####This review contains spoilers.
Have you ever swam at night? Weightlessly floating on your back, looking up into the sky. It seems to stretch on forever. In that moment there is nothing between you and the stars. And so they begin to pull on you.
On the water, you sway. Up and down with the tide. No sound save the lapping of the waves, which, in turn, fade from your mind. The little points in the sky become overwhelming. A confrontation with nothingness and everything. The tiny specks of light, so much bigger than we can even comprehend. And there’s more of them than we could possibly count. An engulfing vista. And so we ask the questions that have been asked many times before us. Why are we here? And why here? Why can I float on the ocean? Why do I have to swim back to shore and continue with my life?
There is no one nor true answer for these questions. But Children of the Sea proposes its own: we are but eyes to see the universe, connected to its memory as observers. Although we may try, our words have limits. But our vision can be limitless.
The life on this planet is connect by a thread of evolution. Follow the line and we are led back to the ocean. There is now life below the sea and above it. We are divided by the limits of our physique. Symbolic, however, of the fragility of this divide is the whale. A body like our own, yet also like the fish below the water. Can we too exist along this divide? Can we adapt to go where we can’t, to see what we couldn’t.
Children of the Sea wants us to. It wants us to see the beauty of the world, to connect with others not through words but through the shared experience. And Children of the Sea does not believe in a shared human experience, but a universal experience. From mother to daughter, ad infinitum, a connection that traces back to the crucible of life. That is our shared experience. We all live on this planet. We all live in this universe.
With this in mind Children of the Sea wants you to consider your place as a human within this universal experience. Why do you look at the world? Why, when you see its beauty and fragility, do you act like you know best? It does not suggest that curiosity is our failing. No, it is our hubris, that we think that we’ve seen enough to act when really we should be looking.

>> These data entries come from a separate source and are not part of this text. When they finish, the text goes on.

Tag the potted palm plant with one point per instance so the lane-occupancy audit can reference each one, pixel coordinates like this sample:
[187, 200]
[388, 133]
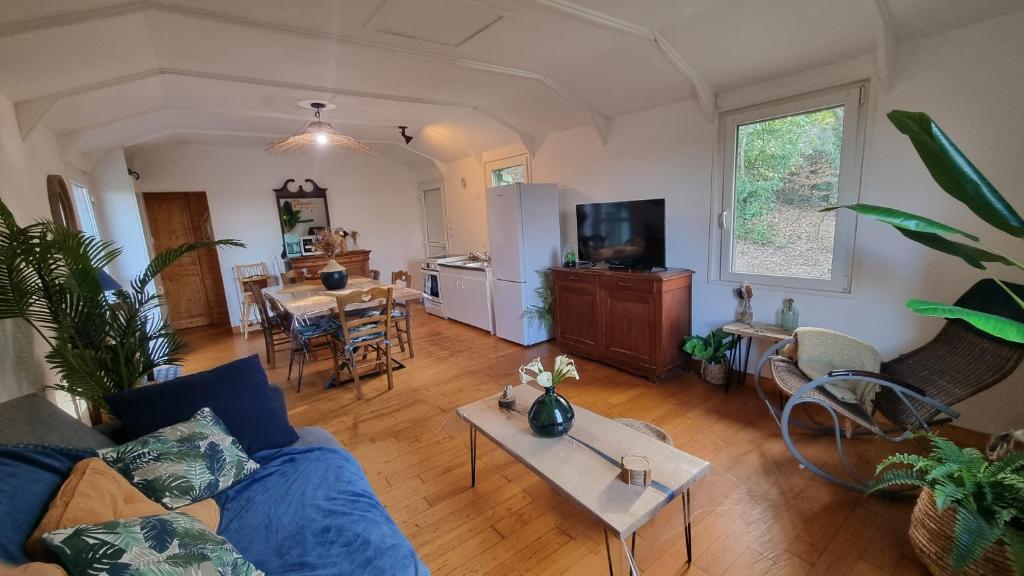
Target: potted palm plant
[970, 515]
[711, 351]
[100, 341]
[960, 178]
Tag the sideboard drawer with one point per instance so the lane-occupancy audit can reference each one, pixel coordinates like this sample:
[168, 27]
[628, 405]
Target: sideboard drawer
[645, 285]
[569, 277]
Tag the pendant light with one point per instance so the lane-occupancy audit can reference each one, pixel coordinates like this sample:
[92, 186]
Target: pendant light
[316, 133]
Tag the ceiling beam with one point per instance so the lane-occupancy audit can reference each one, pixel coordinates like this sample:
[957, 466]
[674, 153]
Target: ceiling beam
[35, 110]
[597, 120]
[30, 114]
[706, 97]
[886, 43]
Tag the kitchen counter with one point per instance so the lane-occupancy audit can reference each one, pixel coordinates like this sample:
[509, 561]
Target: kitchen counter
[467, 264]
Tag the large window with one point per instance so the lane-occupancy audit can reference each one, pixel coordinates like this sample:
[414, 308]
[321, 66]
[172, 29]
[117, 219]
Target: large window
[508, 170]
[782, 163]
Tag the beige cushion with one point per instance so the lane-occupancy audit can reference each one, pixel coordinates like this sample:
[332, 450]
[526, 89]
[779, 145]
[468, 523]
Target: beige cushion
[820, 351]
[93, 493]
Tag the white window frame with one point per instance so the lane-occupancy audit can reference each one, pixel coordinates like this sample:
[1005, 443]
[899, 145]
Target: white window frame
[516, 160]
[85, 207]
[854, 97]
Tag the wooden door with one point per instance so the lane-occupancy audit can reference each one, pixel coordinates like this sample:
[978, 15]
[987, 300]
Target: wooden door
[577, 313]
[194, 291]
[630, 318]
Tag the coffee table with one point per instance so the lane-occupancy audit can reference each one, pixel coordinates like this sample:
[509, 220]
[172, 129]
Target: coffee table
[585, 464]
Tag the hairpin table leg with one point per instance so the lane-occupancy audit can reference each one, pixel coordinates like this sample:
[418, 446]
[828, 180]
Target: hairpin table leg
[687, 531]
[634, 571]
[472, 455]
[607, 549]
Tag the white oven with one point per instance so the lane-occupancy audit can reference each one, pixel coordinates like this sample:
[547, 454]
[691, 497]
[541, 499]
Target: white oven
[432, 297]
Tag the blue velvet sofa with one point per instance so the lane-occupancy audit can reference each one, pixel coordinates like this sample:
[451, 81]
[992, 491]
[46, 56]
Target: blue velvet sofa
[308, 510]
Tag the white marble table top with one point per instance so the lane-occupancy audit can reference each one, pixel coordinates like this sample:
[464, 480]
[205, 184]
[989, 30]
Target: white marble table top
[582, 474]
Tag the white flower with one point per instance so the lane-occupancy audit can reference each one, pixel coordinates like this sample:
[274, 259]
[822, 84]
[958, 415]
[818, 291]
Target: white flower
[565, 368]
[544, 378]
[523, 376]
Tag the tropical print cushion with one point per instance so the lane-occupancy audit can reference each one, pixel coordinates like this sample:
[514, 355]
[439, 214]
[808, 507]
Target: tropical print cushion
[182, 463]
[167, 544]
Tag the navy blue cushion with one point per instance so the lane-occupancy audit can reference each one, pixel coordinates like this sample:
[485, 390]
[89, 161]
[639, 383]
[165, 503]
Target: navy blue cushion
[30, 478]
[238, 393]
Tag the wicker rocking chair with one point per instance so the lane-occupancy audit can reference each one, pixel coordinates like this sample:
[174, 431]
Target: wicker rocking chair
[915, 391]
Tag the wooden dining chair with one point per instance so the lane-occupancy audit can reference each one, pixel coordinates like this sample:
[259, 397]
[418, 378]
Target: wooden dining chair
[243, 274]
[366, 321]
[275, 324]
[402, 315]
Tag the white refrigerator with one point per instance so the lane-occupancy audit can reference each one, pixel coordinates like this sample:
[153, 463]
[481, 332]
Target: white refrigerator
[524, 240]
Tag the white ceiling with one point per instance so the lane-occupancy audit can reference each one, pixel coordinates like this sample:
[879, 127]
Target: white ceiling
[465, 75]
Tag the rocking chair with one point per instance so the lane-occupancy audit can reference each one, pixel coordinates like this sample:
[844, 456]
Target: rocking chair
[915, 389]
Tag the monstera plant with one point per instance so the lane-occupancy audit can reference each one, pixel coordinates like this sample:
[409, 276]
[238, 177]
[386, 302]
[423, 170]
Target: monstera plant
[961, 179]
[99, 341]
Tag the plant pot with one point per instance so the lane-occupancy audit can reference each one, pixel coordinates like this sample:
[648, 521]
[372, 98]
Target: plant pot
[932, 538]
[334, 276]
[716, 374]
[551, 415]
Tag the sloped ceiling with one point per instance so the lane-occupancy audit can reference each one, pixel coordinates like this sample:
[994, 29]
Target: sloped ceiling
[465, 75]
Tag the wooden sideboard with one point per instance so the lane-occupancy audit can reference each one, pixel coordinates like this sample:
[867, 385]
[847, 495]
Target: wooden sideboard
[355, 261]
[632, 320]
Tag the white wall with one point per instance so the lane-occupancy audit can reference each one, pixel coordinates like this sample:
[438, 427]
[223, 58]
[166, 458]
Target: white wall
[962, 78]
[466, 205]
[369, 194]
[118, 214]
[24, 167]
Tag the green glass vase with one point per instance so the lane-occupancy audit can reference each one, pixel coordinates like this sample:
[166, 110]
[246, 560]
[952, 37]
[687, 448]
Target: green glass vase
[551, 415]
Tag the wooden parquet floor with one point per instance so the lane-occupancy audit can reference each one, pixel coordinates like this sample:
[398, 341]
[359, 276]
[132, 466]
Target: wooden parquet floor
[756, 513]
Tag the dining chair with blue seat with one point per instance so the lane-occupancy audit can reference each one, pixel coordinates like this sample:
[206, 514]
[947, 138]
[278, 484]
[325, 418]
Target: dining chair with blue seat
[366, 326]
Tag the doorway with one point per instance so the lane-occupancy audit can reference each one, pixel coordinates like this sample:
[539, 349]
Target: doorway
[434, 218]
[193, 287]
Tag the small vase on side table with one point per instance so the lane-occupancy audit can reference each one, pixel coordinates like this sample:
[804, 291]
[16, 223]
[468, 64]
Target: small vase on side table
[334, 276]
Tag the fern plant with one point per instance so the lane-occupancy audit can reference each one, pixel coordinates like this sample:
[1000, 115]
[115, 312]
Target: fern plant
[988, 496]
[543, 313]
[98, 344]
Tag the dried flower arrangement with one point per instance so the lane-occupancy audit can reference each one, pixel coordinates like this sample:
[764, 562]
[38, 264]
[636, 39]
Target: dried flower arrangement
[332, 242]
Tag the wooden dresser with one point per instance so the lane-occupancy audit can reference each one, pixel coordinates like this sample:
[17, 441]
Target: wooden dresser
[632, 320]
[355, 261]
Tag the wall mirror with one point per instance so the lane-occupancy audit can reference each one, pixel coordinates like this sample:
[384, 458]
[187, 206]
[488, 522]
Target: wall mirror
[301, 210]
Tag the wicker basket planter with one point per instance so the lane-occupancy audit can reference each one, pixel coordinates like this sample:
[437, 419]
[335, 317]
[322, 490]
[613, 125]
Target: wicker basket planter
[715, 373]
[932, 538]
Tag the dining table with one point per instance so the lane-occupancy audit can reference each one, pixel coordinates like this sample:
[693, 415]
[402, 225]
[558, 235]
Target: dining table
[309, 299]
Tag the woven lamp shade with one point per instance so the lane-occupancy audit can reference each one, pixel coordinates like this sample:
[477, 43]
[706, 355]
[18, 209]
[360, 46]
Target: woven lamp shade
[316, 133]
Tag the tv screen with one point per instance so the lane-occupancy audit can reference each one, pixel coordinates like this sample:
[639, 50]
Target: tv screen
[623, 234]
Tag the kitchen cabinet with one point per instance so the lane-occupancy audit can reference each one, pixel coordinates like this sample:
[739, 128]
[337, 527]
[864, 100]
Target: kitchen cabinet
[632, 320]
[466, 293]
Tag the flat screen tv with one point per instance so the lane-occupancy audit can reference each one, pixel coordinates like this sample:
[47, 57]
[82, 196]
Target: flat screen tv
[623, 234]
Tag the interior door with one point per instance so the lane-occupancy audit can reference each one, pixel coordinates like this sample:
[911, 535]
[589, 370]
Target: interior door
[476, 299]
[193, 290]
[509, 305]
[505, 225]
[434, 219]
[451, 296]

With childlike innocence, Ruka learns this lesson before she makes mankind’s mistakes. She asks, at the end of the film, “why me?” And when she asks, we know the answer. The old lady responds, “have some faith in Umi and Sora, and yourself.” Children of the Sea believes it can be and should be anyone. Anyone that is willing to watch and not act. Anyone that knows how little they know. When floating on the sea we can become its children. Born to feel, to smell, to see.
In that weightless moment, starring up into the black sea of stars above and drifting atop the one below, we form a primal connection with our world. So find the time to float and watch.